Abbiamo poi realizzato due graffiti, un video, una pagina social e un opuscolo informativo sulla tematica dello scambio. A Ohrid, una cittadina dalla bellezza mozzafiato non lontana dal luogo delle attività, abbiamo messo in scena un flash mob, volto a sensibilizzare la comunità sulla questione dei rifugiati. Siamo persino stati intervistati e ripresi dalla TV locale.

Avete collaborato con qualche associazione?
Abbiamo avuto l’opportunità di incontrare Anica Zlatevska, psicologa specializzata nel lavoro con minori rifugiati e autrice del libro “Children Refugees“ sostenuto dall’ UNICEF. Con lei abbiamo riflettuto su cosa significhi essere costretti a lasciare la nostra casa per cercare la pace, e soprattutto su quale sia eticamente il nostro dovere di fronte all’incontro con un minore rifugiato.

Come ti sei trovata a lavorare con il tuo gruppo?
Senza l’entusiasmo del nostro gruppo italiano credo che lo scambio non sarebbe stato lo stesso. La differenza di età, provenienza, formazione ed esperienze di noi otto è stata il punto di partenza per un confronto produttivo e fonte di arricchimento. Lavorare insieme è stato divertente, piacevole e stimolante allo stesso tempo, perché ognuno di noi, seppur inconsapevolmente, aveva qualcosa da dare e da insegnare agli altri. Credo di aver imparato molto da ognuno di loro.

Credi che questo scambio ti abbia aiutata per la tua formazione?
Secondo me ogni esperienza Erasmus Plus è fondamentale per la mia formazione: lo Youth Pass, il documento rilasciato alla fine del progetto, entra nel mio CV e certifica le competenze acquisite. Inoltre, non solo questo scambio mi ha permesso di allenare l’inglese (e di imparare un po’ di spagnolo), ma anche di confrontarmi con realtà diverse dalla mia, di cambiare prospettiva. Scegliere di mettersi in gioco all’inizio fa sempre un po’ paura, ma respirare a pieni polmoni una volta superati i propri limiti è una sensazione unica.

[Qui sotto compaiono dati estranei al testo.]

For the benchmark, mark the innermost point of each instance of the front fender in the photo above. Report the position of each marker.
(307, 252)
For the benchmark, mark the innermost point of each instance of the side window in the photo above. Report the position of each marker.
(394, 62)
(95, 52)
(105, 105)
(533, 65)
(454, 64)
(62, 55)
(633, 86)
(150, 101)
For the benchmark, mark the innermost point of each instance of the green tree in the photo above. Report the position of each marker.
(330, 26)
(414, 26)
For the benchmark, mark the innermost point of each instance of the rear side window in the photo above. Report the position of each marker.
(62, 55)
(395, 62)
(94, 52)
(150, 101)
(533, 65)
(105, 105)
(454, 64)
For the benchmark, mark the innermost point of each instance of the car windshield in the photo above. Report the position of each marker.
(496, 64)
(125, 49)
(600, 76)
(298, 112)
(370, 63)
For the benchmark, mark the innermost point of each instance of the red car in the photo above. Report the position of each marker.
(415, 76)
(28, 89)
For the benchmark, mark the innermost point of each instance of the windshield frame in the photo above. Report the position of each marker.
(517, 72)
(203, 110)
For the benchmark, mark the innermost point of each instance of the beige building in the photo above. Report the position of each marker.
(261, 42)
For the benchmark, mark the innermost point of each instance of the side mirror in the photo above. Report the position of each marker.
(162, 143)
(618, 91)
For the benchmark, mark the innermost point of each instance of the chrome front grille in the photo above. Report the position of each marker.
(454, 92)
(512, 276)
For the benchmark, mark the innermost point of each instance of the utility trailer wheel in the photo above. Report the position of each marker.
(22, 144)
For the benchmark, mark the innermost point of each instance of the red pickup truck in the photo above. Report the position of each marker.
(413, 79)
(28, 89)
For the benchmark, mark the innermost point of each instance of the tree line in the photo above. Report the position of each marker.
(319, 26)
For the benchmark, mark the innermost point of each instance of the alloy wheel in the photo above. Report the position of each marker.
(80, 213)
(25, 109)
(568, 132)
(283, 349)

Ti piacerebbe continuare lavorare su questo tipo di progetti?
Mi piacerebbe molto. Sicuramente presto partirò per altri scambi, ma parallelamente sto coltivando l’idea di lavorare alla scrittura di un progetto da realizzare nella mia comunità. L’impatto sulla popolazione locale, infatti, è innegabilmente forte, e sarei curiosa di scoprire cosa lascerebbe alla mia piccola realtà. Vedremo.

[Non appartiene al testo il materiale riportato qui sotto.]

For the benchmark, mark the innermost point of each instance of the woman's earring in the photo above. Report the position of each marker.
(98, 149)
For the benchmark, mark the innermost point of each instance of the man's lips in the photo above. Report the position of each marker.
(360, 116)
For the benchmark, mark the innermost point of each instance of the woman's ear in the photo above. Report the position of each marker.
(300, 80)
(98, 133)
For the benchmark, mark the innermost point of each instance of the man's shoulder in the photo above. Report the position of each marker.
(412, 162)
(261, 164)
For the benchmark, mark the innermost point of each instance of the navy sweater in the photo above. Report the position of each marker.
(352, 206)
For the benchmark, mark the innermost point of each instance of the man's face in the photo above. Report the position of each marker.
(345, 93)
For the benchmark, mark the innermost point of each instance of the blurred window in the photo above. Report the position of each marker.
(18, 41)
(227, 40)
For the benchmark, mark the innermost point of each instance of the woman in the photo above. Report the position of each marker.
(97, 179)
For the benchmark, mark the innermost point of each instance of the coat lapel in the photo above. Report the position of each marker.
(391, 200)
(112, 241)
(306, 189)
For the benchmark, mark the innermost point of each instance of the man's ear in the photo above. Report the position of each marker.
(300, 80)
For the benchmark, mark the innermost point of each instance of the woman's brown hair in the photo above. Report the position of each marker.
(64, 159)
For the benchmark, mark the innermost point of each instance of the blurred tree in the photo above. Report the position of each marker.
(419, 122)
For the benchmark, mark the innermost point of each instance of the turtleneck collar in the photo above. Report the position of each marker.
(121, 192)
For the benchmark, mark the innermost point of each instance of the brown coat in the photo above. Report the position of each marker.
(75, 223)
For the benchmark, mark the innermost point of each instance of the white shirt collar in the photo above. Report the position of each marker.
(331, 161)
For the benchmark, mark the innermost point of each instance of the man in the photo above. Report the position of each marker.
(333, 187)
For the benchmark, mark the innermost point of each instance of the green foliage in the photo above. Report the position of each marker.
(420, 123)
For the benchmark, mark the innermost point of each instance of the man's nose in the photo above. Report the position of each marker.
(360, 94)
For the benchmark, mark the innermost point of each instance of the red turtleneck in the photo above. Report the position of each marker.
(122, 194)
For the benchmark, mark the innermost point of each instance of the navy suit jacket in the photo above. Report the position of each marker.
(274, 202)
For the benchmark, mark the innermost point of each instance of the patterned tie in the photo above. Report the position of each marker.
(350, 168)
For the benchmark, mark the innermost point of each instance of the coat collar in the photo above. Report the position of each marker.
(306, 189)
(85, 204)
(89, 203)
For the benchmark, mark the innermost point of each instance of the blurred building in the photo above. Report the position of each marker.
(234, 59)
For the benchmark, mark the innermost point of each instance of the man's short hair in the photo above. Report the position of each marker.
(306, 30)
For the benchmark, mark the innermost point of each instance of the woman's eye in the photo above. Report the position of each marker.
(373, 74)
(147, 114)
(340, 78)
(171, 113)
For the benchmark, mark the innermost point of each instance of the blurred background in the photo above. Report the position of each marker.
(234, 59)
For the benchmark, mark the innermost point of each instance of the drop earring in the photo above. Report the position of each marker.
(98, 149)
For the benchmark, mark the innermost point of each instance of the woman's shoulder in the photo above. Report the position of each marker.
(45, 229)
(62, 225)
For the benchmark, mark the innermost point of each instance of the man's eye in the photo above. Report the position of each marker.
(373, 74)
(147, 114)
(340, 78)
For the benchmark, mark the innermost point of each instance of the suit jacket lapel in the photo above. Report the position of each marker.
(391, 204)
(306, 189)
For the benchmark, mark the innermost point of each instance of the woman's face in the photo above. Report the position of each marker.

Torneresti in Macedonia? Magari per iniziare un lavoro inerente al tema dello scambio
Della Macedonia mi sono letteralmente innamorata. E’ una terra che porta ancora su di sé le cicatrici di un conflitto non troppo lontano nel tempo, ma è anche un invidiabile esempio di integrazione religiosa e culturale. Ci tornerò sicuramente, magari durante un viaggio per i Balcani con lo zaino in spalla. Per lavorarci non saprei, a settembre i miei studi mi porteranno in Olanda, ma mai dire mai!

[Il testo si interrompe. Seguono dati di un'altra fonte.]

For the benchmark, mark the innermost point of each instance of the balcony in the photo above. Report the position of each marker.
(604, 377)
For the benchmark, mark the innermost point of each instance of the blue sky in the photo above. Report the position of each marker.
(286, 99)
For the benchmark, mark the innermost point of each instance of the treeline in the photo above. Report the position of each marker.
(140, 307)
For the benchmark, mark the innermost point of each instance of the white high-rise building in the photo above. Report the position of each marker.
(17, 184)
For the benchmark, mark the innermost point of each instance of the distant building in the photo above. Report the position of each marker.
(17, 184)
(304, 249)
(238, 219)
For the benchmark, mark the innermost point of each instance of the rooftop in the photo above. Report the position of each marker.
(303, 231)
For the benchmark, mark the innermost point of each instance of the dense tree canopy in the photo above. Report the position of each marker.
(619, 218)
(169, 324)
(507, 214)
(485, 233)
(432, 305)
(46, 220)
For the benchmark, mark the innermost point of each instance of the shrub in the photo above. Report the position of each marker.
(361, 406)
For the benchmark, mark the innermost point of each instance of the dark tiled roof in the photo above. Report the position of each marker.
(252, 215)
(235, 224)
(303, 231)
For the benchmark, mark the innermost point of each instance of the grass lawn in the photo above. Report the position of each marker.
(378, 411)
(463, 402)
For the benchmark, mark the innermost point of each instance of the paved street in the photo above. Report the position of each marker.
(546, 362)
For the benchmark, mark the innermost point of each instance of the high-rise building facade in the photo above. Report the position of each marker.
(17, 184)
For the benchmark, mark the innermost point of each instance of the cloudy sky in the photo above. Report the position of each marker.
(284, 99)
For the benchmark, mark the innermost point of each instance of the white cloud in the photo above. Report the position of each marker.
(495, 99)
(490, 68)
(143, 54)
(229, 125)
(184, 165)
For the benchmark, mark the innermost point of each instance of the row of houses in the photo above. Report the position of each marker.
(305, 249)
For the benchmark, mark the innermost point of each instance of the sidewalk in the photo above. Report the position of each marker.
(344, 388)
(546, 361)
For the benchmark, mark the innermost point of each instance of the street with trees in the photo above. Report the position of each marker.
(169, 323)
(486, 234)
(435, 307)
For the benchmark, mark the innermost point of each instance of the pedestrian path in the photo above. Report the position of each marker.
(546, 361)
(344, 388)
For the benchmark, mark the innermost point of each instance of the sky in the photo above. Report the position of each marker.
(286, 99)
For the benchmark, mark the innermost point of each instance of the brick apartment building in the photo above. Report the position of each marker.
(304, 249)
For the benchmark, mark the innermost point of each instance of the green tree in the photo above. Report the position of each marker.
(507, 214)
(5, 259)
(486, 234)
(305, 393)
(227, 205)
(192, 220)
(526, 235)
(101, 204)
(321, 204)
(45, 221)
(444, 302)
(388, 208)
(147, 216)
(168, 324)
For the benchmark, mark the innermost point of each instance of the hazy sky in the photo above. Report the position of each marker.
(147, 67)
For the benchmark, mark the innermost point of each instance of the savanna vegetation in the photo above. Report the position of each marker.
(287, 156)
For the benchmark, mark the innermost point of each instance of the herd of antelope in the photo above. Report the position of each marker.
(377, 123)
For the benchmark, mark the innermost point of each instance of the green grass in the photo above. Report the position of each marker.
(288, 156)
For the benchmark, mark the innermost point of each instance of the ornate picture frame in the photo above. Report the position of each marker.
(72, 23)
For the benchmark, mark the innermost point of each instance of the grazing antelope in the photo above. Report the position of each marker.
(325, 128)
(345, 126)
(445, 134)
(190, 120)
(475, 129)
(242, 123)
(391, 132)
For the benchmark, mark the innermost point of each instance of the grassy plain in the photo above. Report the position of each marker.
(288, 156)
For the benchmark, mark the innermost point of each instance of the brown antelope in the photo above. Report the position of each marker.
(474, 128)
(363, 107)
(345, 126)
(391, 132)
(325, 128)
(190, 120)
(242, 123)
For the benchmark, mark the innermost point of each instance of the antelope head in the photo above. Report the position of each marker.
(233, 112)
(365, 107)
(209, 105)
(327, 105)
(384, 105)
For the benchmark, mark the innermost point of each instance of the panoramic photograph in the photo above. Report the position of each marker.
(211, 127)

A chi consiglieresti un’esperienza simile?
A tutti. A chiunque abbia voglia di imparare, mettersi in gioco e uscire dalla propria “comfort zone”. La consiglierei ai giovani che vogliono viaggiare ma che non sanno con chi farlo, perché partiranno da soli e torneranno con più di quaranta amici da tutta Europa, ma anche agli over 30, perché “inclusione” è l’Abc di Erasmus Plus, indipendentemente dall’età. A chiunque desideri partire e tornare “ diverso”.